Page 64 of The Ghost Assassin

“Okay, now you’re being irritating,” I snap. “First it was for sure one of the top five assassins on that list you gave me. Now, it’s someone new. This is guessing and it does us no good.”

“Open minds breed open ideas,” he counters.

“Whatever the fuck that means. I liked ‘horror movie’ Jack better than ‘motivational speaker’ Jack. Either you have something solid, or you don’t.”

“That’s the point,” he says. “I do. Apparently, some user on the dark web was asking for an assassin willing to hit government targets. There were no takers. I looked back and found the thread. Screen name DoubleM was asking for a taker.”

“When?” I ask.

“April of 2020,” he supplies.

Ellis grabs a file and hands it to me. “Look for that date.”

He snatches up another himself and three files in, we have nothing. I point at file four. “Check that one.”

“I told you. Clyde’s dead.”

“Someone loved him. When you love someone, you kill for them, right?”

“I’m not sure that’s how you show love.”

“I guess some of us love harder. Check the file.”

He snatches it up and scans the contents, going stone still a minute into his review. “He died in April of 2020.” He glances at me. “And the company—Blackhawk Security—is a contract military operation.”

“Are you fucking serious?” I snap. “How are you director of Homeland Security? Why isn’t this on the top of your list?”

“They were technology-based. This wasn’t a bunch of guys going out and killing people. And the company shut down. He had no partner. He has a son in the private sector and a daughter in the Army, but she’s well decorated and—you know—she’s—”

“A woman,” I supply. “Now you had to go and make me think you’re a dick I can’t work for.”

Tic Tac clears his throat. “Houston, I think we have a problem. Clyde’s daughter is a trained sniper, and the son is a VP at a firearms company. I’m a data guy, but that seems problematic. Maybe they couldn’t hire an assassin, so they just decided to do the dirty work themselves?”

“There was a movie like that,” Jack says. “Hmmm. I can’t remember the name. But I think—”

“Unless that movie helps in some way, Jack,” I snap, “we don’t care.”

Ellis and I look at each other, an unspoken “oh, fuck” between us. “And I would have known that if I hadn’t set the damn file aside,” Ellis bites out before he eyes Tic Tac. “Where do they live and where are they now? And can you ping their phones for location?”

“I’m working on it,” Tic Tac says.

“Pardon me, Director Ellis,” Jack says, oh, so politely, “but there was more to Clyde Walker’s Blackhawk operation than technology. Per the dark web, he owned a ranch in Maryland where he trained his staff. There’s a big thread there talking about him training killers, and speculation about jobs they did for the government.”

Killers like Ghost, I think. “How does the dark web know this, and you don’t, Director Ellis?”

“I was lied to,” he says. “And so was everyone else on the committee, which makes me question Marie’s personal interest in the company.”
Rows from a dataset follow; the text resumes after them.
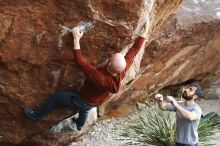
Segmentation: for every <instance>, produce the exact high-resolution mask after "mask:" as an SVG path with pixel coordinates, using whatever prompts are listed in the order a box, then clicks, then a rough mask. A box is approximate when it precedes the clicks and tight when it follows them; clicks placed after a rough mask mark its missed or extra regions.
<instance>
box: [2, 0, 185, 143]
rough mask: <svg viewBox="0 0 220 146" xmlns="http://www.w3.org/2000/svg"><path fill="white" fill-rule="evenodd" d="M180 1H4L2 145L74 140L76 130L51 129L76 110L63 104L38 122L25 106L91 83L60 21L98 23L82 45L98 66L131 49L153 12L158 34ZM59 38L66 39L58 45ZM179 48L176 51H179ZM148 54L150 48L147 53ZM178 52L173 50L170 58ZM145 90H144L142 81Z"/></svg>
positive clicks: (25, 0)
mask: <svg viewBox="0 0 220 146" xmlns="http://www.w3.org/2000/svg"><path fill="white" fill-rule="evenodd" d="M181 2H182V0H175V1H173V0H166V1H164V0H157V1H156V0H138V1H134V0H117V1H107V0H106V1H102V0H74V1H71V0H63V1H61V0H47V1H45V0H37V1H33V0H32V1H30V0H19V1H14V0H1V1H0V105H1V106H0V143H1V144H3V145H7V144H10V143H11V144H19V143H20V144H21V145H25V144H26V145H53V146H54V145H62V144H63V142H65V141H66V143H68V142H69V141H68V140H73V138H72V137H73V136H71V135H64V136H59V137H55V139H54V137H51V136H49V135H48V129H49V127H50V126H52V125H53V124H55V123H57V122H59V121H61V120H62V119H64V118H66V117H68V116H70V115H71V111H67V110H56V111H55V112H53V113H51V114H50V115H49V116H48V117H46V118H45V119H43V120H42V121H41V122H38V123H34V122H32V121H30V120H29V119H27V118H26V117H25V116H24V114H23V112H22V110H23V108H25V107H31V108H33V107H38V106H39V105H40V104H42V103H43V102H44V100H45V99H46V97H47V96H48V95H50V94H51V93H53V92H55V91H64V90H78V89H80V86H81V85H82V83H83V81H84V79H83V76H82V74H81V73H80V71H79V70H78V69H77V68H76V66H75V65H74V62H73V55H72V50H71V49H72V46H73V44H72V37H71V35H66V36H64V37H63V38H60V30H59V24H61V25H64V26H67V27H73V26H76V25H77V24H78V23H79V22H81V21H85V22H88V21H89V22H92V23H93V24H94V25H95V27H94V28H93V29H92V30H91V31H89V32H88V33H87V34H85V35H84V37H83V38H82V40H81V44H82V47H81V48H82V50H83V54H84V56H85V57H86V58H87V59H88V60H89V62H91V64H93V65H95V66H96V65H98V64H99V63H100V62H101V61H103V59H106V58H108V57H109V56H110V55H111V54H112V53H114V52H118V51H122V50H124V51H125V52H126V48H128V46H130V45H131V44H132V43H133V41H134V38H135V36H136V35H137V33H138V32H139V31H140V29H141V27H142V26H143V24H144V22H145V20H146V18H150V23H151V34H155V33H156V32H157V31H158V30H160V29H161V27H162V26H163V25H164V24H165V22H167V21H168V19H169V18H170V17H171V16H173V14H174V13H175V11H176V9H177V8H178V7H179V5H180V4H181ZM60 39H62V40H63V44H61V46H58V43H59V41H60ZM180 49H181V48H176V49H174V50H175V52H176V53H177V52H179V51H180ZM165 51H166V50H165ZM156 52H157V51H156ZM158 52H163V50H158ZM166 52H167V51H166ZM143 53H144V48H143V49H142V51H141V53H139V55H138V57H137V58H136V61H135V64H134V66H133V67H132V69H131V75H130V76H128V78H127V79H126V80H125V83H127V82H128V81H129V80H130V79H132V78H134V75H136V74H137V71H138V69H139V67H140V60H141V58H142V56H143ZM147 54H149V49H148V51H147V53H146V54H145V56H146V55H147ZM164 54H165V53H164ZM151 55H152V53H151ZM174 55H175V54H174V53H173V54H170V55H168V57H171V56H174ZM168 57H167V56H166V55H165V56H164V57H162V58H157V60H155V62H151V63H153V64H155V65H156V64H157V62H158V61H159V60H161V62H165V61H166V60H165V59H167V58H168ZM148 58H149V57H148ZM162 60H164V61H162ZM144 61H145V63H144V64H143V68H146V66H145V65H147V64H149V62H147V59H145V60H144ZM160 64H161V63H160ZM147 66H148V65H147ZM160 67H161V66H160ZM160 67H157V69H159V68H160ZM132 70H133V71H132ZM142 70H143V69H142ZM147 72H149V71H147ZM151 72H152V74H153V71H151ZM166 73H167V72H166ZM143 75H144V74H143ZM146 75H147V74H145V76H146ZM143 77H144V76H142V78H143ZM160 78H162V77H160ZM147 81H149V80H147ZM168 83H172V82H171V81H170V82H167V84H168ZM132 84H133V83H132ZM153 84H157V82H156V81H153V80H152V83H145V86H147V87H150V86H152V85H153ZM133 85H135V84H133ZM132 88H133V87H132ZM141 88H142V89H145V88H143V86H142V87H141ZM138 90H139V89H138ZM138 90H137V91H138ZM131 91H132V92H133V91H134V89H132V90H131ZM134 93H136V92H134ZM126 94H127V92H126ZM123 96H124V95H122V97H123ZM133 98H136V97H135V96H134V95H132V97H131V98H127V100H128V101H132V99H133ZM120 99H121V98H120ZM124 104H125V105H126V104H127V103H124ZM106 105H108V104H106ZM103 107H105V106H103ZM103 109H104V108H103ZM51 139H53V140H51ZM67 139H68V140H67ZM31 141H32V143H31Z"/></svg>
“I can look into that,” Tic Tac offers, “but right now, Mark and Elsa’s phones are pinging at the Maryland ranch.”

Ellis grabs his phone. “I’ll get a team out there.”

“No,” I say. “If Marie had a personal interest in Blackhawk, so might others. We need to get them to talk and to search the place first. And you should stay here. If the siblings are killing off everyone that voted out Blackhawk, you’re a target.”

Ellis’s jaw sets stubbornly. “I assure you, Agent, I can handle myself. You did good work. I’m going to handle it from here.” He stands. “These files need to come with me.”

I push to my feet. “This is a mistake.”

“Then it’s my mistake to make. Thank you for the hard work. I’ll contact you after the raid.”